Performance matters, don't use string manipulation, use math wherever possible
June 28th 2023 | ~ 4 minute read
Preface
Ah, performance. Always a hotly debated topic among programmers. Does it even matter when computers are so fast these days? I'd argue that it does, and that you're doing everyone a disservice if you don't take ample care to ensure smooth sailing for everyone involved.
The problem
Here's an issue I recently came across while writing some python code. I had to do some work on an integer representing a bank account number that is structured in the following fashion:
AAA-BBBBBBBBBBBBB-CC
AAA -> Bank identifier (3 digits)
BBBBBBBBBBBBB -> Account number (13 digits)
CC -> checksum (2 digits)
Notice the checksum at the end? It's used to validate the integrity of the whole number. It's calculated using the following formula:
98 - bank_identifier-account_number * 100 % 97
You take the first 16 digits of the whole thing and then subtract the modulus of that x 100 with 97 from the number 98. This is your checksum.
It's then simple to verify that the resulting checksum is the same as is written at the end of the bank account number.
The solution
Let's take a moment to think about how we might implement this in python. The first thing that comes to mind to a good chunk of people is something like this:
def validate_account_no_str(account_no: int) -> bool:
account_no_str = str(account_no)
csum = int(account_no_str[-2:])
account_no_without_csum = int(account_no_str[0:16])

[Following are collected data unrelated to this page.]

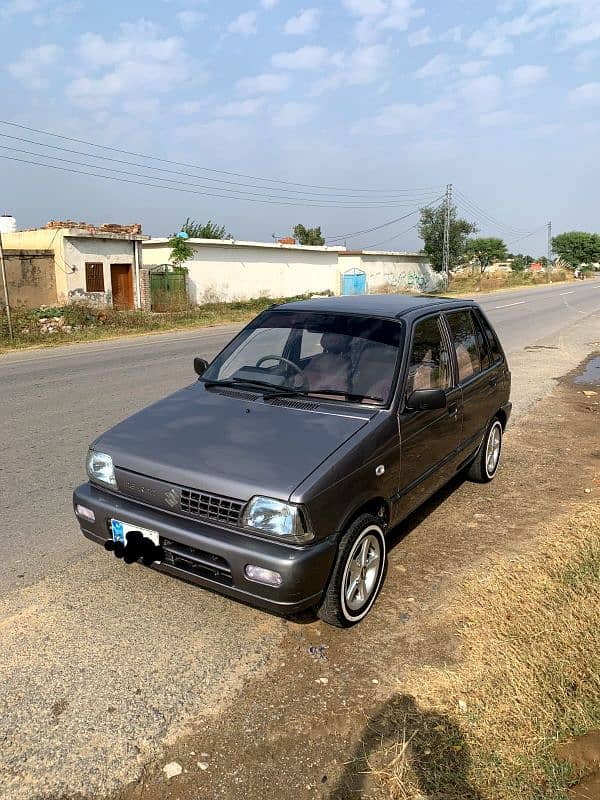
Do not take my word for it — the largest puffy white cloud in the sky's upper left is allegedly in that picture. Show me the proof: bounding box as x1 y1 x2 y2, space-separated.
66 20 195 110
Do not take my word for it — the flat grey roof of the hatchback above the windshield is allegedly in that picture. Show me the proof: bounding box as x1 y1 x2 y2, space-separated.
275 294 473 319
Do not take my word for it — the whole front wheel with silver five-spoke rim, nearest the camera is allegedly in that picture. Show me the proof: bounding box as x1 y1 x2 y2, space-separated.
317 514 387 628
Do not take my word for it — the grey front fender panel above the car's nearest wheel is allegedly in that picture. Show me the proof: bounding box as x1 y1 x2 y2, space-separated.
290 411 400 539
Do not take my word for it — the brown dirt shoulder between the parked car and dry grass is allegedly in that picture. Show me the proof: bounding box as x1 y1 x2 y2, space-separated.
112 358 600 800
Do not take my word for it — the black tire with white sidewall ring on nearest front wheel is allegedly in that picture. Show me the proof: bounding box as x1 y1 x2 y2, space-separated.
317 514 387 628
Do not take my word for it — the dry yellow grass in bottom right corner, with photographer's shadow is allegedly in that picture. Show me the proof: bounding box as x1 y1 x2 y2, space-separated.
364 507 600 800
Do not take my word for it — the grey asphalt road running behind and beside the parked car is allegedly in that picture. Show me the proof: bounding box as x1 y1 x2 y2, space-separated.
0 280 600 800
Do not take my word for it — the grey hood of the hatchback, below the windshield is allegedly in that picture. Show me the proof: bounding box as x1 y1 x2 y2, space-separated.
93 383 377 500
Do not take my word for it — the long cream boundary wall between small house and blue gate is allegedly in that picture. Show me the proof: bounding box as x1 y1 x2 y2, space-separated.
143 240 339 303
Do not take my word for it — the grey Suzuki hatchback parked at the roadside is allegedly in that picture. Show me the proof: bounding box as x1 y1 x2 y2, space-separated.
73 295 511 627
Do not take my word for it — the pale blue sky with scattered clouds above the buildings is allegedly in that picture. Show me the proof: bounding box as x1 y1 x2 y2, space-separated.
0 0 600 255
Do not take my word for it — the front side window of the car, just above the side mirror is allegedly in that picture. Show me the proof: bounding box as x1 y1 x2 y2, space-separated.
406 316 451 397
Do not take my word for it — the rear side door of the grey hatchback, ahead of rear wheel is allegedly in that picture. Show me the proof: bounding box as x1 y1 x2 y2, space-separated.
445 308 500 452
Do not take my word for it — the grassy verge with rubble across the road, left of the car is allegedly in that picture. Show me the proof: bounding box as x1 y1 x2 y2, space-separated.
0 295 308 350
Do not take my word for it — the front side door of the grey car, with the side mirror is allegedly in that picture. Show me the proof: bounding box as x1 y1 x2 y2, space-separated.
398 314 462 516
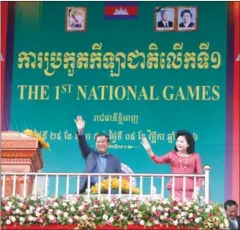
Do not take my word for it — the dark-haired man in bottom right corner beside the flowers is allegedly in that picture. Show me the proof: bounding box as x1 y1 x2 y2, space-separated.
224 200 240 230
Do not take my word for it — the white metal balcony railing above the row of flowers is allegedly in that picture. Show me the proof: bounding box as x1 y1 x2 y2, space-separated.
1 166 210 203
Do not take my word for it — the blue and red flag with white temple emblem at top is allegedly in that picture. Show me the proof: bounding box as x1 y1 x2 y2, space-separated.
104 2 138 19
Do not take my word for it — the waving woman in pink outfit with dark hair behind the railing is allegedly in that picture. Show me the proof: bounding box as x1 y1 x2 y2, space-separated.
142 130 203 201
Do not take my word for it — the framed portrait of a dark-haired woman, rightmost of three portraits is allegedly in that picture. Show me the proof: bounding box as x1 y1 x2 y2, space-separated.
177 6 198 31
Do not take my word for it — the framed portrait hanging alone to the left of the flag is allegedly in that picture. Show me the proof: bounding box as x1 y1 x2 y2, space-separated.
66 7 87 32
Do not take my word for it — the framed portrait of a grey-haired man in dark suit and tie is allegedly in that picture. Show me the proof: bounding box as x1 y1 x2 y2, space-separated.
154 6 176 32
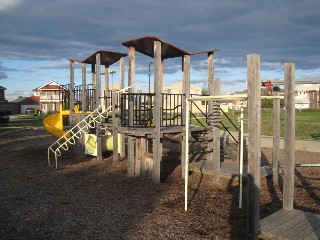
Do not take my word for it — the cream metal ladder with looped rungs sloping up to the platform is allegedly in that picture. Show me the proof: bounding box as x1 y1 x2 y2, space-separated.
48 106 112 168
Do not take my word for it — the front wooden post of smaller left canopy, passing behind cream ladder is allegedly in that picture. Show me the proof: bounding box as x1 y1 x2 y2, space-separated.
95 53 102 160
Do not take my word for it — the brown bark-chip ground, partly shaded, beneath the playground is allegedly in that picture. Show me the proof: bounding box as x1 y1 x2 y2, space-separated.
0 130 320 239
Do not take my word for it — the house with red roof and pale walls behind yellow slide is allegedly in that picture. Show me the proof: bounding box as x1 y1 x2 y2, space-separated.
32 81 62 113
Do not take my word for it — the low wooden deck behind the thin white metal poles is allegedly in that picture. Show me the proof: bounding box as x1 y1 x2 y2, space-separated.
189 160 272 179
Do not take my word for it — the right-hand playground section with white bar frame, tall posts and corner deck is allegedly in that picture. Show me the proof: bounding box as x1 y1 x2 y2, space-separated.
184 54 320 239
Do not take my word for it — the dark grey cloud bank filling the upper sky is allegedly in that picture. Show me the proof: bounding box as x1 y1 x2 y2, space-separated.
0 0 320 72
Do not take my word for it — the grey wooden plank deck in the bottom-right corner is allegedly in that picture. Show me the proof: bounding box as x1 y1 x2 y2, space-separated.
257 209 320 240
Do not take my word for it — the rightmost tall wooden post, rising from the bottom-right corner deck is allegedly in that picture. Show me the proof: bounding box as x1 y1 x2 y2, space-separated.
283 63 296 210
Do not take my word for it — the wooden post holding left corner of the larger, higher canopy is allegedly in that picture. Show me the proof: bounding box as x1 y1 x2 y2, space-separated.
128 47 136 177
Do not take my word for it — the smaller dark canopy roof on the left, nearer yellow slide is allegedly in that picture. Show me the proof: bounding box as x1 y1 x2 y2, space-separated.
82 50 127 67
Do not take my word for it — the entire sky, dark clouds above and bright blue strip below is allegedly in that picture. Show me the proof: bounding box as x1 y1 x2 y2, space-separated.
0 0 320 101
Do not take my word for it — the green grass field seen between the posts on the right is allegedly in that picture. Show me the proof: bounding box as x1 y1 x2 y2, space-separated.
192 108 320 140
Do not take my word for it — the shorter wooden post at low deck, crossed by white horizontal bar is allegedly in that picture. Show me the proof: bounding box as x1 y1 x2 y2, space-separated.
212 78 220 183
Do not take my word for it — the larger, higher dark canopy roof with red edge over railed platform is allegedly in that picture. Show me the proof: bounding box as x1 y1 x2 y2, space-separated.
122 36 190 59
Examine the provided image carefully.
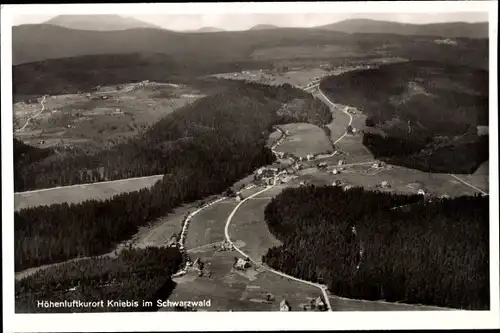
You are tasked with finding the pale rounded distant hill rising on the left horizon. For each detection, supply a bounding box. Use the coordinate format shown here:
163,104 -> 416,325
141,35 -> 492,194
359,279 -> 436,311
44,15 -> 162,31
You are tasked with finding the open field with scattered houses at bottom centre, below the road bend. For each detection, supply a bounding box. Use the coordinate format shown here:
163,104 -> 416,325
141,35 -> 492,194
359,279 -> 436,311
162,248 -> 320,311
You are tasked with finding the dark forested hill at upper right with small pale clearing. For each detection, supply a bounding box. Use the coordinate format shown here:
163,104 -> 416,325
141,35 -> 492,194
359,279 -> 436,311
321,61 -> 489,173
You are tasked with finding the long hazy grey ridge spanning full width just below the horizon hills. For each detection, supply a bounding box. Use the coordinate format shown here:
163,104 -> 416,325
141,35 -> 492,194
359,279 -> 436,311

calculated_csum = 98 - account_no_without_csum * 100 % 97
return csum == calculated_csum
Cast the number to a string and then using string manipulation split it into parts we need and then cast those bits back into integers to do the calculation.
While this works, it's wasteful, you end up doing all sorts of unnecessary allocations and type conversions, all of which is slowing the code down significantly.

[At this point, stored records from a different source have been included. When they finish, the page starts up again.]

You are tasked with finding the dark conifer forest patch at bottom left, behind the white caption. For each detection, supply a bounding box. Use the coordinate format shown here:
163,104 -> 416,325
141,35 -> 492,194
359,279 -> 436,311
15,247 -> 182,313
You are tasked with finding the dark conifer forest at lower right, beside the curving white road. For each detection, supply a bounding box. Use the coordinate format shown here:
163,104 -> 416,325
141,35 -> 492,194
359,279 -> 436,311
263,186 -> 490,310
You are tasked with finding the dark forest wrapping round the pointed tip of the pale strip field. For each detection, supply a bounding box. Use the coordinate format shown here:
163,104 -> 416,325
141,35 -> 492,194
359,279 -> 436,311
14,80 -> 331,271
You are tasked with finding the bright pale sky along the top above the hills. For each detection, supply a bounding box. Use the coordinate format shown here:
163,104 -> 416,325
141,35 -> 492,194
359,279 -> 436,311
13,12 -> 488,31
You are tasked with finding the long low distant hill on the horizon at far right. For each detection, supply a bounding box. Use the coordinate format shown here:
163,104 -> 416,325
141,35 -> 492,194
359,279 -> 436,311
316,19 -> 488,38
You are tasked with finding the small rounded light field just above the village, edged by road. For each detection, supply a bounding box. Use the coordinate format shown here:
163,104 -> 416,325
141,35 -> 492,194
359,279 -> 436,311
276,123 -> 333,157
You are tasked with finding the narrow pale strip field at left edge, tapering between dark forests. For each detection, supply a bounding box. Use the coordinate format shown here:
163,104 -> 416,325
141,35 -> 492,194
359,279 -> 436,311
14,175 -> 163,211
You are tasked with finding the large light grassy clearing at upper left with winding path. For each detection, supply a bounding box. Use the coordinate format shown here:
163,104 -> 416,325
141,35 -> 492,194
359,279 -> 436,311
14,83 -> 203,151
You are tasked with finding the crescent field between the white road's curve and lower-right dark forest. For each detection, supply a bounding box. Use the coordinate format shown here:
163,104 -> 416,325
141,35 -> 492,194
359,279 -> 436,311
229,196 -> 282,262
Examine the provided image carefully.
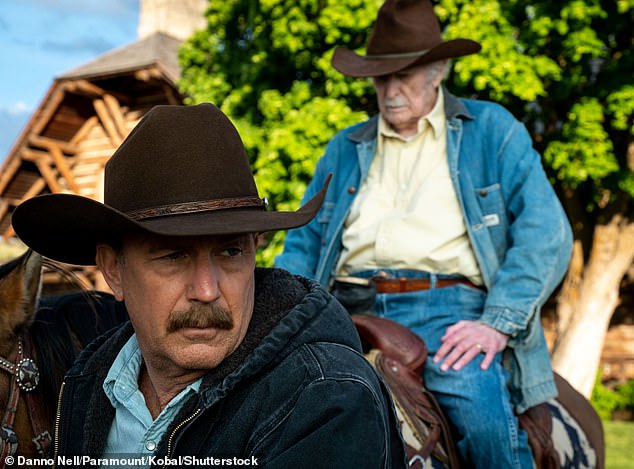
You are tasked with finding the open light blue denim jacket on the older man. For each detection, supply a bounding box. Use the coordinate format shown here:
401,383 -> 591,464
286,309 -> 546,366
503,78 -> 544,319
275,91 -> 572,412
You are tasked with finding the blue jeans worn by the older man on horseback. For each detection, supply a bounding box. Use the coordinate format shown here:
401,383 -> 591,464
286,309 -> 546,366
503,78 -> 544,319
354,269 -> 533,469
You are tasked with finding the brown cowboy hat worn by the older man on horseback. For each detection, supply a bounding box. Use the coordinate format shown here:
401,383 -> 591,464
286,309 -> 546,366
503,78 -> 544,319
332,0 -> 481,77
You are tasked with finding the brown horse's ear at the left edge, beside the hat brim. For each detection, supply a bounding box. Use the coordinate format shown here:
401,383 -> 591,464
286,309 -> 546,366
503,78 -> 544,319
0,249 -> 42,340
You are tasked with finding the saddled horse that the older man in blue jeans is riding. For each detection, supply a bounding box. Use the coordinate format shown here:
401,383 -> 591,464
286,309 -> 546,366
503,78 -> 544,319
352,314 -> 605,469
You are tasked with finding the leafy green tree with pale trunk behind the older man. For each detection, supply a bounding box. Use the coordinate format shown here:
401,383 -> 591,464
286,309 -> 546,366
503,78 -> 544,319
181,0 -> 634,395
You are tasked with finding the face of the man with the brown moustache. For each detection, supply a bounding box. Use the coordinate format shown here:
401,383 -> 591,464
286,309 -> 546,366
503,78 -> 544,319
97,234 -> 255,375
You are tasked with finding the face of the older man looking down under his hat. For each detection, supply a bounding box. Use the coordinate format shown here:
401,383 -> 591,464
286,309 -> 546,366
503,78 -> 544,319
374,63 -> 445,137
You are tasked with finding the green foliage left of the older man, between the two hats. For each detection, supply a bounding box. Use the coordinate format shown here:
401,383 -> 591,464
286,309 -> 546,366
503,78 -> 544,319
181,0 -> 381,265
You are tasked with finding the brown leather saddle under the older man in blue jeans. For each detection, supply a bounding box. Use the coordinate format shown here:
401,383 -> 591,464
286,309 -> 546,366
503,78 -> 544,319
352,315 -> 560,469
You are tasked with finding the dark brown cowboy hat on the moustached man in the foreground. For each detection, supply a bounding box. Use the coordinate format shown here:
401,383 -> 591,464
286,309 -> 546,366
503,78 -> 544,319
12,104 -> 326,265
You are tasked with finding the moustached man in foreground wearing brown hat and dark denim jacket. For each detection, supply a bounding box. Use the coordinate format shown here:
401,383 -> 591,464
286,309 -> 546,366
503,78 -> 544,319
13,104 -> 405,469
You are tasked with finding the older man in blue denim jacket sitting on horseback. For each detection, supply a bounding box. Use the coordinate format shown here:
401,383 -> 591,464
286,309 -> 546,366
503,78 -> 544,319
276,0 -> 571,469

A better way to do this is to think about the problem in a different way. We're dealing with integers here. Is there a simple method to do all of this with some math without resorting to type conversion? Yes, there is.
def validate_account_no(account_no: int) -> bool:
csum = account_no % 100
account_no_without_csum = account_no // 100
calculated_csum = 98 - account_no_without_csum * 100 % 97
return csum == calculated_csum
To get the last two digits representing the checksum, just do a simple modulus operation with 100. Likewise, to get the first 16 digits, just do an integer division with 100. Then, just apply the same calculation as before.
The performance difference
Let's pit these two solutions against each other with a little test. We'll use the timeit
python module to run them each 10 million times, and then we'll compare how long each one took to complete. Here's the complete code:
#!/usr/bin/env python3
import timeit
def validate_account_no_str(account_no: int) -> bool:
account_no_str = str(account_no)
csum = int(account_no_str[-2:])
account_no_without_csum = int(account_no_str[0:16])
calculated_csum = 98 - account_no_without_csum * 100 % 97
return csum == calculated_csum
def validate_account_no(account_no: int) -> bool:
csum = account_no % 100
account_no_without_csum = account_no // 100
calculated_csum = 98 - account_no_without_csum * 100 % 97
return csum == calculated_csum
def main():
print(
timeit.timeit(
lambda: validate_account_no(200000000012345600),
number=10_000_000,
)
)
print(
timeit.timeit(
lambda: validate_account_no_str(200000000012345600),
number=10_000_000,
)
)
if __name__ == '__main__':
main()
And, now for the results:
1.7433777059995919
4.486554025999794
The integer version took a little over 1.7s to complete, while the string version took a staggering 4.5s! The integer version is almost 2.6 times faster with 10 million iterations.
Conclusion
The key takeaway is that sometimes, the "obvious" solution just isn't as optimal as what you can get if you put just a little more thought into the solution.
In a world where dwindling attention spans are a given, it's that much more imperative to write faster, more performant code instead of relying on hardware improvements that many are still unable to access. Our users deserve better!